Transcribe Audio / Video with Whisper
replicate_transcribe_audioTranscribe audio or video files to text using Whisper models with automatic language detection and optional English translation.
Instructions
Transcribe an audio or video file to text using Whisper-family models on Replicate.
Args:
audio (URL): URL of the audio (or video) to transcribe.
model (default "incredibly-fast-whisper"): Curated key (whisper, incredibly-fast-whisper, whisperx, scribe) or "owner/name".
language (string, optional): ISO-639 hint (e.g. "en", "it"). Default: auto-detect.
translate_to_english (bool, optional): Translate the transcript to English instead of preserving source language.
extra_input (object, optional): Model-specific extras (e.g. {batch_size: 24} for incredibly-fast-whisper).

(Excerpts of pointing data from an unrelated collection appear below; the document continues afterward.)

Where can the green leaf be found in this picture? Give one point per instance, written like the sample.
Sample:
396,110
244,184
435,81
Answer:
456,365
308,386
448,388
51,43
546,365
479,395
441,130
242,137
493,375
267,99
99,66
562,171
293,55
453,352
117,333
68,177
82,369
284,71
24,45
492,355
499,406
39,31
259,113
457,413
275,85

Returns: PredictionResult with text_output containing the transcript.
Input Schema
| Name | Required | Description | Default |
|---|---|---|---|
| audio | Yes | URL of the audio (or video) file to transcribe. | |
| model | No | Speech-to-text model. Curated: whisper, incredibly-fast-whisper, whisperx, scribe. Or "owner/name". | incredibly-fast-whisper |
| download | No | Output is text — default false. | |
| language | No | ISO-639 language hint (e.g. 'en', 'it'). Default: auto-detect. | |
| timeout_ms | No | Max ms to wait for the prediction. If exceeded, returns the prediction ID so you can poll via replicate_get_prediction. Default: 300000 (5min). | |
| extra_input | No | ||
| translate_to_english | No | If true, translate the transcript to English. |